IT’S A GAME many of us seem compelled to play. We see children with their parents, then start looking back and forth trying to decide whether Junior looks more like Mom or Dad. The game can start even in infancy. From the moment she first meets her granddaughter, Grandma may insist she looks like Dad. Then Grandpa says no, she looks just like her mom.
Big brother stands in the corner and says nothing. But secretly, he thinks she looks more like a big pink blob.
It’s not either/or, of course. When my son was young, people usually said he looked just like me, and my wife and I sometimes thought so too. Then we saw a picture of my father-in-law in his youth — he could have been a doppelganger for our son at the same age.
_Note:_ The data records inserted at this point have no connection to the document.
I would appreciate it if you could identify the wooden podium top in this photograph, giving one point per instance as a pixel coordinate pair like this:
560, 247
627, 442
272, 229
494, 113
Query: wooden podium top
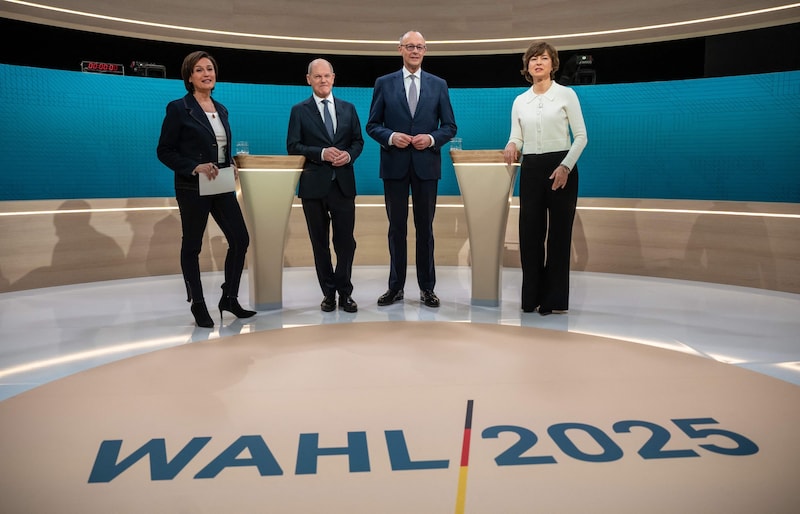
477, 156
281, 162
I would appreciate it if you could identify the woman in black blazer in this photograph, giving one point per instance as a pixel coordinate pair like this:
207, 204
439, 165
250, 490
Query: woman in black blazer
195, 139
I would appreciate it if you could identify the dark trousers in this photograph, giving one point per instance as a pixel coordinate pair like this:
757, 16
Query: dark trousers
225, 210
545, 232
423, 199
338, 212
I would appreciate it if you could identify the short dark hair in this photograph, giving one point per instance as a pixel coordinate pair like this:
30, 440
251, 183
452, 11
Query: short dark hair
536, 49
188, 67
The one difference? Our son has my nose. For that matter, so does our daughter, a fact for which she is not particularly grateful.
Family resemblances, though, go beyond physical features. Children learn their parents’ habits and values. They may root for the same sports teams (lest they get kicked out of the house). They may even pick up their parents’ gestures and verbal tics. I suspect that this is why some people so often see family resemblances even in adopted children. It’s not just that they expect to see a resemblance, so find what they’re looking for; it’s that the kids dress, act, and sound like a member of that family should.
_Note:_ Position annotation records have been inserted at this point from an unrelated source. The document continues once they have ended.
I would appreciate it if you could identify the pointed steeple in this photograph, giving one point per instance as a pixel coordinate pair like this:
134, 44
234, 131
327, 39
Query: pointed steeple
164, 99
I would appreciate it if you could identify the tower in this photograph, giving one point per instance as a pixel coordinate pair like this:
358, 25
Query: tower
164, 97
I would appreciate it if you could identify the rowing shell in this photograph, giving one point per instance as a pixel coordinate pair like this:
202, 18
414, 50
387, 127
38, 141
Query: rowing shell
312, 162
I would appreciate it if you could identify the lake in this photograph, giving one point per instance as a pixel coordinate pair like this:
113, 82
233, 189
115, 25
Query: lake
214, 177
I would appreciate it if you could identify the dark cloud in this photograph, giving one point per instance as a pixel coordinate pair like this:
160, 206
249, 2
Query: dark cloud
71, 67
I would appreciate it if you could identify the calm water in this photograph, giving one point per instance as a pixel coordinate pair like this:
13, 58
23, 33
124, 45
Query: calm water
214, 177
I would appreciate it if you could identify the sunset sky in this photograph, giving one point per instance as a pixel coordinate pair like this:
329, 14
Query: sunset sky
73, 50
Something similar, perhaps, could be said about the family of God.
EARLIER IN HIS letter, John wrote about having fellowship with and abiding in both the Son and the Father. At the end of chapter 2, he says that “everyone who does what is right has been born of him” (1 John 2:29, NIV). Jesus, the Son of God, lived a righteous life; all those who are born of God should therefore show a family resemblance by doing what’s right.
It’s reminiscent of what Jesus taught in the Sermon on the Mount:
You have heard that it was said, ‘Love your neighbor and hate your enemy.’ But I tell you, love your enemies and pray for those who persecute you, that you may be children of your Father in heaven. …Be perfect, therefore, as your heavenly Father is perfect. (Matt 5:43-45a, 48)
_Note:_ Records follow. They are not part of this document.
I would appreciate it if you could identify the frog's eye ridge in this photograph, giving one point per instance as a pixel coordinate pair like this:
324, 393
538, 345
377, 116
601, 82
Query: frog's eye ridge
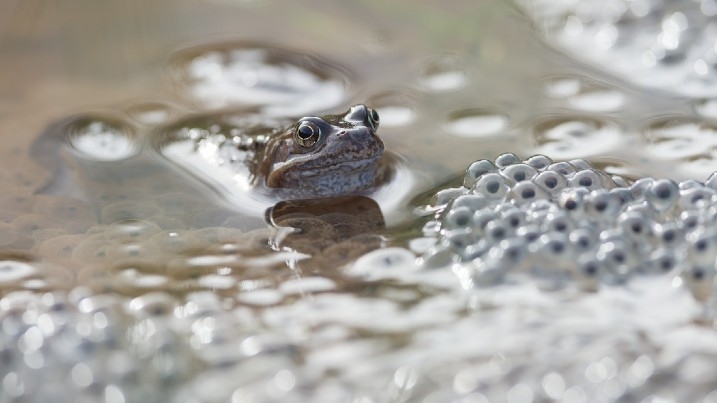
307, 134
373, 117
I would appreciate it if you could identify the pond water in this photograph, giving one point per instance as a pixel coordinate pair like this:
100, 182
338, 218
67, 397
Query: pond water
135, 268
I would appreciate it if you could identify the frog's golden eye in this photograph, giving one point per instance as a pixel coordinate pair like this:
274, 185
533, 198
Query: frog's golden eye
307, 134
373, 118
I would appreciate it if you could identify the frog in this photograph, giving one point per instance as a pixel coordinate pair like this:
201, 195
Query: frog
331, 155
279, 159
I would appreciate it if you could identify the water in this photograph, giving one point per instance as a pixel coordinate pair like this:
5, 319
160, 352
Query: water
127, 276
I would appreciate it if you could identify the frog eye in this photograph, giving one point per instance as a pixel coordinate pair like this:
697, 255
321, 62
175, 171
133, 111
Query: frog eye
307, 134
373, 118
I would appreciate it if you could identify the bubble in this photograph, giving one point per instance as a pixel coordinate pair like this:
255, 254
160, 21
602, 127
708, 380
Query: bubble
101, 139
307, 285
527, 192
262, 297
476, 170
506, 159
458, 217
151, 112
706, 108
662, 195
519, 172
153, 304
285, 82
646, 43
476, 123
12, 271
443, 73
395, 109
681, 139
586, 178
539, 161
562, 86
130, 231
573, 138
492, 185
551, 181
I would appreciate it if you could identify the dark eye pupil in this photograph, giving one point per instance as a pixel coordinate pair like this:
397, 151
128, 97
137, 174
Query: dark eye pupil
305, 132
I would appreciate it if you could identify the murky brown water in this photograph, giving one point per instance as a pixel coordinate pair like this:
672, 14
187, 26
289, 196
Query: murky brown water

Anyone can love the people who love them. But to love your enemies? That shows our family resemblance to a God who loves with incomparable grace and mercy. “So be perfect like your heavenly Father,” Jesus says. As we’ve seen before, to be “perfect” doesn’t mean flawless, it means mature, complete — or if you like, grown up. Jesus is what spiritual maturity looks like; our goal throughout life is to become more and more like our Father in heaven.
We are born of God, John suggests; we are God’s children. That adoption into God’s family is a gift of love, and at the beginning of chapter 3, John wants his readers to share in his amazement: “See what great love the Father has lavished on us, that we should be called children of God! And that is what we are! (1 John 3:1a). (Some of you may have an old Maranatha! praise song playing in your head right now…)
And as he continues, John strikes the note of family resemblance:
The reason the world does not know us is that it did not know him. Dear friends, now we are children of God, and what we will be has not yet been made known. But we know that when Christ appears, we shall be like him, for we shall see him as he is. (1 John 3:1b-2)
John has already told his readers not to love the world, in terms of internalizing its habits and desires. And they can expect the world to return the favor. Remember, when John uses the word “world,” he’s usually referring to humanity in opposition to God; by definition, therefore, “the world…did not know him.” His point, by extension, is that the world also can’t understand believers. The more believers embody the character of God, the more they walk as Jesus walked, the stranger and more out of step they may seem to others who don’t honor God.
And the family resemblance continues into the future. “Now we are children of God,” John says, but what will we become? Again, we might imagine that the conflict which split the community left some folks with doubts about their destiny, prompting John to reassure them that God has promised them eternal life (1 John 2:25). Indeed, John is already looking toward the future at the end of chapter 2, encouraging believers to live in a way that will help us be confident about standing face to face with Jesus when he eventually returns (2:28).
Here at the beginning of chapter 3, then, John seems to say, We should live with an eye toward the day Jesus returns. God hasn’t revealed everything about that day yet; I can’t show you a picture. But I’ve seen the resurrected Jesus. I remember his sudden appearance to us when we were cowering with fear in a locked room. I remember his appearance to us when we were fishing, and how we had breakfast together on the beach. Who knows what we’ll see when he returns? All I know is that we’ll see him as he truly is, in all his glory and majesty. And somehow, some way, we’re gonna be just like him.
Talk about your family resemblances.
This is what it means to have an eschatological perspective on life, to live in the present with a hopeful eye toward the future God has promised. And that is what John will say next: if we truly have that hope, our lives should show it.